Chip Merlin | Property Insurance Coverage Law Blog | June 26, 2018
Claim assignments post loss are generally valid despite policy language preventing the same. This is true even if the amount of the claim owed is disputed.1
In a very recent opinion, the facts indicated that the insureds signed a “Work Order Agreement to Perform Emergency Services, Direct Pay Authorization & Assignment of Benefits” agreement with an emergency water removal company. The insurer argued the assignment was not valid, but the Arizona appellate court found that:
[T]he general rule is that an indemnity insurance policy ‘cannot be assigned, especially where an assignment is expressly prohibited by the terms of the policy, unless the insurer consents.’…This principle ‘is based upon the right of the insurer to choose its insured so as to know its risks.’ …An assignment made after a loss occurs, however, ‘is not of the policy itself, but of a claim under, or a right of action on, the policy.’…Thus, ‘[a]fter a loss has occurred and the rights under the policy have accrued, an assignment may be made without the consent of the insurer,’ St. Paul Fire & Marine Ins. Co. v. Allstate Ins. Co., 25 Ariz. App. 309, 311, 543 P.2d 147 (1975), and the rule enforcing anti-assignment provisions is not applicable.

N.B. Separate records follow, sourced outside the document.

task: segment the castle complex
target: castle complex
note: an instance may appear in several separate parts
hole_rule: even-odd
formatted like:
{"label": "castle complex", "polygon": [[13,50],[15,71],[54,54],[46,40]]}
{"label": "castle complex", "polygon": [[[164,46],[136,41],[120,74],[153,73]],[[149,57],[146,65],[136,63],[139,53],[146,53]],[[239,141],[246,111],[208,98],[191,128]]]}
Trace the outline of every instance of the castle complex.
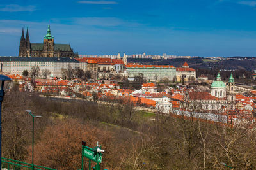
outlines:
{"label": "castle complex", "polygon": [[78,56],[73,52],[69,44],[56,44],[54,38],[51,34],[50,25],[48,25],[47,33],[44,37],[43,43],[31,43],[28,29],[26,38],[24,29],[21,35],[19,57],[76,57]]}

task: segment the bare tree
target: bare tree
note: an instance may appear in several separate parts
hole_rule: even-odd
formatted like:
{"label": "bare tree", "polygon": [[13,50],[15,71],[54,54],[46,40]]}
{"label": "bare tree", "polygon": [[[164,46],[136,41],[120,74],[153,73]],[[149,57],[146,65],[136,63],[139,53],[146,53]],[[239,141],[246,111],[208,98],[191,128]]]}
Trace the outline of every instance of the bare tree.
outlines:
{"label": "bare tree", "polygon": [[47,78],[47,76],[50,74],[51,74],[51,71],[47,69],[45,69],[42,71],[42,75],[43,76],[43,78],[45,79]]}
{"label": "bare tree", "polygon": [[30,71],[30,76],[32,78],[38,77],[40,76],[40,68],[37,65],[32,66],[31,70]]}

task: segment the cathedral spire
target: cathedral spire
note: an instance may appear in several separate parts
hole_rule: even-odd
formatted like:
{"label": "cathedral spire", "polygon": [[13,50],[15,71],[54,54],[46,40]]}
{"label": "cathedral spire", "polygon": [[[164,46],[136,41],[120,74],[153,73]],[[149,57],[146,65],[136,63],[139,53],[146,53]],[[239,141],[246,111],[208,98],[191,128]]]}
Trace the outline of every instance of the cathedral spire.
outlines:
{"label": "cathedral spire", "polygon": [[44,37],[44,39],[53,39],[54,37],[51,34],[50,22],[48,24],[47,34]]}
{"label": "cathedral spire", "polygon": [[216,80],[217,81],[221,81],[221,77],[220,76],[220,71],[219,71],[219,73],[218,73],[218,76],[217,76],[217,79],[216,79]]}
{"label": "cathedral spire", "polygon": [[22,28],[22,33],[21,34],[20,41],[25,40],[25,37],[24,36],[24,28]]}
{"label": "cathedral spire", "polygon": [[231,72],[230,78],[229,78],[228,83],[234,83],[233,73]]}
{"label": "cathedral spire", "polygon": [[29,34],[28,34],[28,27],[27,27],[27,33],[26,34],[26,41],[29,41]]}

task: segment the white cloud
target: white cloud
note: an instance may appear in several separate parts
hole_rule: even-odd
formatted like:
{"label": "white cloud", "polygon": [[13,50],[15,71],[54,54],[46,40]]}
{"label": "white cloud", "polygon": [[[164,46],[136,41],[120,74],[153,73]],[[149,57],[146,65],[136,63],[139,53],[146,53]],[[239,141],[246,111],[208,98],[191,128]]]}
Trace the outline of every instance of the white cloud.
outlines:
{"label": "white cloud", "polygon": [[33,5],[20,6],[18,4],[8,4],[4,7],[0,8],[0,11],[5,12],[20,12],[20,11],[29,11],[32,12],[36,10],[36,8]]}
{"label": "white cloud", "polygon": [[117,4],[118,3],[116,1],[79,1],[77,3],[79,4]]}
{"label": "white cloud", "polygon": [[74,18],[74,22],[78,25],[91,26],[115,27],[124,25],[125,22],[115,17],[82,17]]}
{"label": "white cloud", "polygon": [[256,6],[256,1],[239,1],[237,3],[241,4],[248,5],[248,6],[250,6],[252,7]]}
{"label": "white cloud", "polygon": [[0,29],[0,34],[9,34],[12,33],[21,32],[20,29],[15,28],[1,28]]}

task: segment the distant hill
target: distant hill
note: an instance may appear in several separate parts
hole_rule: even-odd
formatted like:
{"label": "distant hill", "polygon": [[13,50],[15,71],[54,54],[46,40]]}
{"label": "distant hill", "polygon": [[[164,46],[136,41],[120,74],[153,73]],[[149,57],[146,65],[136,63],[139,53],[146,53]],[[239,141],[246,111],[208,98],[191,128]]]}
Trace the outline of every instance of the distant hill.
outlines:
{"label": "distant hill", "polygon": [[244,69],[252,71],[256,69],[255,57],[234,57],[233,59],[224,60],[214,60],[203,57],[192,59],[172,59],[168,60],[153,60],[152,59],[128,58],[128,62],[140,63],[141,64],[153,65],[173,65],[175,67],[181,67],[186,61],[193,68],[214,69],[221,70]]}

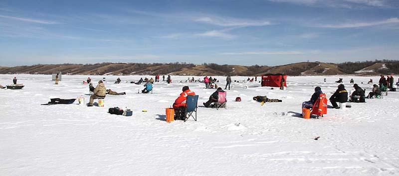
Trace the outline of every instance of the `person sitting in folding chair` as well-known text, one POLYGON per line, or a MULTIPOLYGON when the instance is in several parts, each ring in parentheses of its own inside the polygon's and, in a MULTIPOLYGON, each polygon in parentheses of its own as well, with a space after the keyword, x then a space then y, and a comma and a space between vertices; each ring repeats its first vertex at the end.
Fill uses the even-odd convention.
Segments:
POLYGON ((345 89, 345 86, 343 84, 338 85, 338 88, 335 92, 330 97, 330 102, 333 105, 333 108, 338 109, 340 106, 337 102, 344 103, 348 101, 348 91, 345 89))
POLYGON ((351 95, 349 101, 353 102, 365 102, 365 91, 357 84, 353 85, 355 91, 351 95))
POLYGON ((182 90, 183 92, 180 93, 180 95, 176 98, 173 103, 173 108, 175 109, 175 120, 186 120, 186 103, 187 96, 196 95, 196 93, 190 90, 187 86, 183 87, 182 90))
POLYGON ((366 98, 381 98, 381 89, 377 85, 373 85, 373 90, 369 93, 369 95, 366 97, 366 98))
POLYGON ((144 85, 144 87, 146 88, 144 88, 143 90, 141 90, 141 92, 143 93, 148 93, 153 90, 153 84, 151 84, 150 82, 146 83, 146 84, 144 85))
MULTIPOLYGON (((209 107, 210 105, 210 104, 212 103, 217 102, 218 98, 219 98, 219 92, 224 92, 224 91, 221 88, 218 88, 214 92, 212 93, 210 96, 209 97, 209 100, 206 101, 206 102, 202 103, 204 106, 206 107, 209 107)), ((211 107, 212 107, 211 106, 211 107)))
POLYGON ((312 108, 313 107, 313 104, 316 102, 317 98, 319 98, 319 96, 320 94, 322 93, 323 93, 323 92, 321 91, 321 88, 320 88, 320 87, 318 86, 315 88, 315 92, 312 95, 310 100, 304 101, 302 103, 302 109, 312 108))

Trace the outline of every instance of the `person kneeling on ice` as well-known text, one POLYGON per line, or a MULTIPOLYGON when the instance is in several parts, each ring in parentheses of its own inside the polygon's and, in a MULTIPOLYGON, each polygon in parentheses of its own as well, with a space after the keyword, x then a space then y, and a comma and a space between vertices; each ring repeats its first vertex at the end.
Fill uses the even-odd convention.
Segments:
POLYGON ((381 89, 377 85, 373 85, 373 90, 369 93, 369 95, 366 97, 366 98, 374 98, 381 96, 381 89))
POLYGON ((185 119, 186 101, 187 100, 187 96, 196 95, 196 93, 190 90, 187 86, 184 86, 182 90, 183 92, 180 93, 180 96, 176 98, 173 103, 173 108, 175 109, 175 120, 185 119))
POLYGON ((98 81, 98 85, 94 88, 93 92, 94 94, 90 95, 90 102, 87 104, 87 106, 93 106, 94 99, 104 99, 105 98, 105 94, 106 93, 105 86, 104 86, 102 81, 100 80, 98 81))
POLYGON ((355 91, 351 95, 349 101, 353 102, 365 102, 365 91, 357 84, 353 85, 355 91))
POLYGON ((146 88, 141 90, 142 93, 147 93, 151 91, 151 90, 153 89, 153 84, 151 82, 148 82, 148 83, 146 83, 146 84, 144 85, 144 87, 146 88))
POLYGON ((269 99, 266 96, 254 96, 252 99, 259 102, 283 102, 281 99, 269 99))
POLYGON ((340 78, 340 80, 337 81, 336 81, 336 82, 335 82, 335 83, 342 83, 342 78, 340 78))
POLYGON ((107 91, 107 93, 106 93, 105 94, 110 94, 110 95, 123 95, 126 94, 126 92, 118 93, 118 92, 117 92, 116 91, 112 91, 112 90, 111 89, 111 88, 107 89, 106 91, 107 91))
POLYGON ((321 88, 320 88, 320 87, 318 86, 315 88, 315 92, 312 95, 310 100, 308 101, 304 101, 302 103, 302 109, 311 108, 313 107, 313 104, 316 102, 316 101, 317 100, 317 98, 319 98, 319 96, 320 95, 320 94, 322 93, 323 93, 323 91, 321 91, 321 88))
POLYGON ((344 103, 348 101, 348 91, 345 89, 345 86, 343 84, 338 85, 338 89, 330 97, 330 102, 333 108, 339 108, 337 102, 344 103))
POLYGON ((210 104, 212 104, 212 103, 217 102, 217 100, 219 98, 219 92, 224 92, 224 91, 221 88, 217 88, 217 89, 209 96, 209 100, 206 102, 202 103, 203 105, 206 107, 209 107, 209 105, 210 105, 210 104))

The insurer then argued that the amount was disputed and the assignment was not valid. The appellate court again disagreed, stating:
We disagree that Aetna and St. Paul Fire apply only when the amount of damages the insurance company owes to the insured is not in dispute, or that, in exercising its rights as the insureds’ assignee, EcoDry is only entitled to receive whatever sum Farmers determines is due and may not challenge Farmers’ determination in court.
…
….the insureds executed the assignments after water damaged their homes, giving rise to their claims under the policies. The insureds did not assign their insurance policies to EcoDry, but rather they each assigned a claim under and a right of action on the policy. …Accordingly, we hold the assignments were valid post-lossassignments of benefits under the insurance policies. As the recipient of a post-loss assignment of benefits, EcoDry stands in the shoes of the insureds…and has standing to enforce the policy against Farmers.
We are unpersuaded by Farmers’ contentions that the assignments increase the insurer’s risk or alter the duties and obligations under the insurance policies, and agree with courts in other states that permit assignment of post-loss benefits due under insurance policies. In Millard Gutter Co. v. Farm Bureau Prop. & Cas. Ins. Co., the Nebraska Supreme Court upheld a judgment against an insurance company in favor of a contractor that sued as an assignee of claims under a homeowner’s insurance policy. 295 Neb. 419, 889 N.W.2d 596, 598 (2016). The insurance company paid the contractor less than half the amount the contractor billed for a roof repair, and the contractor sued the insurance company for the difference. Id.The court held the assignment was a post-loss assignment of a claim under an insurance policy and the contractor had standing to bring a breach of contract claim, despite an anti-assignment provision in the insurance policy…The court found that while there are sound public policy reasons for enforcing anti-assignment provisions before a loss occurs…those justifications are not implicated after the loss.
The insurance industry is in a full-blown fight against restoration contractors across the nation. There are many of these lawsuits throughout the country and cries of insurers claiming these assignments are a “crisis.” Insurers do not want contractors to have legal recourse when those insurers underpay claims. From the insurer’s viewpoint, it is a lot more profitable to not pay what is owed and prevent others from disputing those amounts in court.
______________________
1 Farmers Insurance Exchange v. Udall, No. 1 CA-SA 18-0081, 2018 WL 2931906 (Ariz. App. Div. 1, June 12, 2018).